Tiré du blogue de l’auteure.
Les élections de mars 2008 qui n’avaient été ni justes, ni transparentes, avaient maintenu Robert Mugabe au pouvoir à l’issue d’un tripatouillage des résultats électoraux. La répression avait touché systématiquement toute forme d’opposition au Président Mugabe et à son parti le Zanu-PF depuis des années sans que ni la SADC ou l’UA, ou la Grande Bretagne, ancien pays colonisateur, ni l’UE aient montré beaucoup d’empressement à mettre un terme au pouvoir dictatorial de Robert Mugabe.
Le pillage des ressources du pays par une bande de prédateurs au pouvoir n’a pas que ruiné les fermiers blancs, il a mis à sac les caisses de l’état, obligé des milliers de Zimbabwéens à s’exiler légalement ou illégalement de leur pays pour survivre.
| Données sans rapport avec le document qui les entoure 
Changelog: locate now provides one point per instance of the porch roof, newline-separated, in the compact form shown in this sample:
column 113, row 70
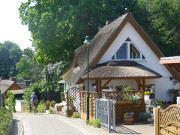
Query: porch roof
column 121, row 70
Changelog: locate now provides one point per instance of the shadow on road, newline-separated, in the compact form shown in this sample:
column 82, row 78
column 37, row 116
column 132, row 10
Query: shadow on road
column 18, row 128
column 124, row 130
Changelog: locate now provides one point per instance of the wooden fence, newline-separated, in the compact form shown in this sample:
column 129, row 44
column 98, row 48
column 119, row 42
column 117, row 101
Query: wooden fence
column 167, row 122
column 92, row 105
column 125, row 104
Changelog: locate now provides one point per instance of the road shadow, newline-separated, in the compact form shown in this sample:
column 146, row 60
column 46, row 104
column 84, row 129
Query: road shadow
column 124, row 130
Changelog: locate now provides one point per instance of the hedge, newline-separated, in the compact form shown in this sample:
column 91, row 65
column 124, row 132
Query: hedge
column 5, row 119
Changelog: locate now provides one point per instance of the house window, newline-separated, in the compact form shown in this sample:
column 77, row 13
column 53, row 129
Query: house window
column 128, row 51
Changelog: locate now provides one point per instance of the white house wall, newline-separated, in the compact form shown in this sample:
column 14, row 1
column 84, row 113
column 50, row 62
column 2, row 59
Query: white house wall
column 151, row 60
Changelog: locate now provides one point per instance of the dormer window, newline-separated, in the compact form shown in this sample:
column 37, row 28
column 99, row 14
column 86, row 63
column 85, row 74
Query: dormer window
column 128, row 51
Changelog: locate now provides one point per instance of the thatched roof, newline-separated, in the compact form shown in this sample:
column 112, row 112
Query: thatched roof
column 17, row 92
column 120, row 70
column 100, row 44
column 5, row 85
column 95, row 47
column 170, row 60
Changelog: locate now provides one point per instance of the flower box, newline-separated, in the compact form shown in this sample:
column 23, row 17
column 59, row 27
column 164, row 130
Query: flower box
column 124, row 102
column 128, row 120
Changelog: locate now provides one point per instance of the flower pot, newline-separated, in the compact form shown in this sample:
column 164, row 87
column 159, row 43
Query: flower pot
column 52, row 104
column 47, row 107
column 146, row 97
column 128, row 120
column 70, row 112
column 59, row 108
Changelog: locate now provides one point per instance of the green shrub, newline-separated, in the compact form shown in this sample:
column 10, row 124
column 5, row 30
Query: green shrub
column 75, row 115
column 5, row 119
column 50, row 111
column 95, row 123
column 11, row 102
column 41, row 107
column 143, row 116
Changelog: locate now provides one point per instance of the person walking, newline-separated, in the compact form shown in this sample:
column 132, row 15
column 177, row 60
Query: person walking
column 33, row 100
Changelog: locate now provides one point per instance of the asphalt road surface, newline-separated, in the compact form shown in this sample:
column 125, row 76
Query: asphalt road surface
column 43, row 124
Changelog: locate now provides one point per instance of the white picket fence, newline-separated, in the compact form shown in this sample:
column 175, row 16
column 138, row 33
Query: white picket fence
column 105, row 110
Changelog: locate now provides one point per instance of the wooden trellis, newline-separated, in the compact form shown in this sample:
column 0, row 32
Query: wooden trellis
column 168, row 121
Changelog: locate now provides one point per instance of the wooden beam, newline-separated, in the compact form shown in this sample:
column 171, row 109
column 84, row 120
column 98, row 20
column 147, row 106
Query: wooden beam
column 100, row 84
column 141, row 85
column 108, row 81
column 144, row 84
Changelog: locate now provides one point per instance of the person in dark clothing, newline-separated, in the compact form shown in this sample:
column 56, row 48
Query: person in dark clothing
column 33, row 101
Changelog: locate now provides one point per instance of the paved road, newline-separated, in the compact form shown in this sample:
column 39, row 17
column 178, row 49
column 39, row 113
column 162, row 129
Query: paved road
column 43, row 124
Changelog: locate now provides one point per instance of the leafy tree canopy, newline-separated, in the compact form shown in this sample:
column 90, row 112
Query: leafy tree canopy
column 10, row 54
column 164, row 16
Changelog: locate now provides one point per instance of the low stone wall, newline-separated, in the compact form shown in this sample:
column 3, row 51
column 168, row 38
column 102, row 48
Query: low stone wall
column 125, row 106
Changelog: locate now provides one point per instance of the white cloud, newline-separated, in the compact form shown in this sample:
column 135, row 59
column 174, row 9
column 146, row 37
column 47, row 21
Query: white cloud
column 10, row 25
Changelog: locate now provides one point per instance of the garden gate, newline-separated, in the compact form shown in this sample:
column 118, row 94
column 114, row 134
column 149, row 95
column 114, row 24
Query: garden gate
column 73, row 100
column 105, row 110
column 167, row 122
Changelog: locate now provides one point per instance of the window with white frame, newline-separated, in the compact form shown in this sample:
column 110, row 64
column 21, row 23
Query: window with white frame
column 128, row 51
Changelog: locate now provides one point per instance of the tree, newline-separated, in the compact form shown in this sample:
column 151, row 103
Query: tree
column 58, row 27
column 10, row 54
column 24, row 67
column 28, row 68
column 165, row 23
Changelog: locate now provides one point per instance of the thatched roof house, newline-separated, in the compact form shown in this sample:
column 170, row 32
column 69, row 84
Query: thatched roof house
column 121, row 50
column 121, row 69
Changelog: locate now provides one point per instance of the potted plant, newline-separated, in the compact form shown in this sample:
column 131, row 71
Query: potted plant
column 47, row 104
column 53, row 103
column 59, row 107
column 135, row 98
column 143, row 116
column 151, row 108
column 128, row 118
column 146, row 95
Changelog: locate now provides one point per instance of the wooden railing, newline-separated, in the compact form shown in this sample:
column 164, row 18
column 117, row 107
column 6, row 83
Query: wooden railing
column 125, row 103
column 92, row 105
column 167, row 122
column 124, row 95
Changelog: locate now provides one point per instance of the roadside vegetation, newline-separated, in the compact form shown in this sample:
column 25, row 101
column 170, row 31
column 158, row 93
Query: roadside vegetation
column 59, row 27
column 5, row 119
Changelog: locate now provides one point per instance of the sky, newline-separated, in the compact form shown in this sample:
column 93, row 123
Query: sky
column 11, row 28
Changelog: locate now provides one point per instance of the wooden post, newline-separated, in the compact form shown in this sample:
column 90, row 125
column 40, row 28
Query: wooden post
column 157, row 128
column 100, row 90
column 144, row 84
column 67, row 103
column 97, row 87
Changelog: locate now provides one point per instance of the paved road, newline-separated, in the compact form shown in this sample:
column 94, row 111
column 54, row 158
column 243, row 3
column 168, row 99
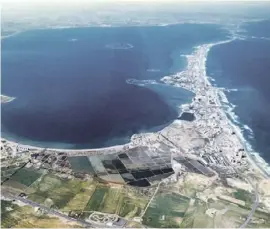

A l’été 2016, le pasteur Evan Mawarire avait réussi à mobiliser l’opinion publique derrière son hashtag #this flag, devant l’étendue de la catastrophe économique, des fonctionnaires sans salaire, des soldats sans solde, des magasins vides et d’une inflation galopante, mais ce fut un succès sans suite.
Un peu fatigués par les fredaines du vieux dictateurs et de son épouse Grace, le FMI, les pays occidentaux avaient mis en garde le régime et lui avait fait comprendre que le départ de Robert Mugabe était plus que souhaitable et avaient accueilli le coup d’état, qui n’en était pas un, avec soulagement Les badauds avaient regardé les chars manœuvrer dans les rues d’Harare pendant que le monde de la diplomatie espérait comme toujours, que la raison l’emporterait pour maintenir l’ordre et la loi, la stabilité politique avec un zeste de démocratie sous forme d’élections promises et que tout le monde souhaite justes et libres.
Mais il semble y avoir des accrocs dans le processus électoral. Nombre de Zimbabwéens ont été obligés de fuir le pays pour survivre ou échapper à la prison, mais il leur faut retourner au pays pour voter. La loi accorde le droit de vote aux fonctionnaires en poste à l’étranger, mais un tribunal vient de refuser d’étendre ce droit à tous les ressortissants vivant à l ‘étranger. Mnangagwa avait avancé l’argument du coût, puis avait affirmé que tous les Zimbabwéens pourraient voter, pour enfin dire que ceux qui « sérieusement » veulent voter peuvent faire un effort pour rentrer au pays pour s’inscrire sur les listes électorales et puis deux mois après pour glisser leur bulletin dans l’urne. Les exilés politiques ou économiques apprécieront.
L’opposition avait formulé dix exigences pour que ces élections soient vraiment démocratiques. Une seule est respectée : la présence d’observateurs internationaux, mais rien ne garantit qu’il n’y aura pas de violence, ou d’achat de votes en offrant des colis alimentaires à des citoyens affamés. Pour le reste : listes électorales et matériel de vote accessibles à l’opposition, reforme des médias, impartialité de l’armée, il n’ y a pas eu de réponse claire.
Il y aura 23 candidats, dont quatre femmes, au poste présidentiel : du jamais vu, mais qui n’est pour autant signe de maturité politique, la plupart sont d’illustres inconnus. Cette situation est très vivement critiquée par nombre d’analystes politiques qui voient dans cette prolifération de candidats présidents un manque de sérieux et Rejoice Ngwenya va jusqu’à écrire : « Les gens devraient d’abord prendre en compte les qualités et la personnalité du candidat, pour ne pas avoir des Mickey Mouse aspirant à diriger le pays ». Un autre va jusqu’à qualifier de « cirque » cette mascarade électorale.
L’opposition arrive en ordre dispersé et la multiplicité des candidatures est gage d’échec face à un Zanu-PF qui a toutes les cartes en main. Après la mort de Morgan Tswangirai, le Mouvement pour un changement démocratique (MDC), dirigé maintenant par Welshman Ncube, n’a pas réussi à réunir autour d’une candidature unique tous les partis d’opposition. L’Alliance MDC- T qui réunit sept partis sous la direction de Nelson Chamisa présente ce dernier comme candidat, mais la procédure des nominations est loin de satisfaire tout le monde et la secrétaire générale du MDC voit dans cette nomination « beaucoup de malhonnêté, de trahison et un mépris absolu pour les accords passés avec le MDC-T ».
Dans ces conditions de division de l’opposition, pas facile pour les citoyens qui espéraient un vrai changement de faire un choix et certains se sentent frustrés d’avance par une impossible victoire de l’opposition qui n’a pas su saisir sa chance pour un véritable changement de politique. Finalement des élections qui seront « plus justes, mais pour faire comme avant » comme le dit un article du journal sud-africain Daily Maverick.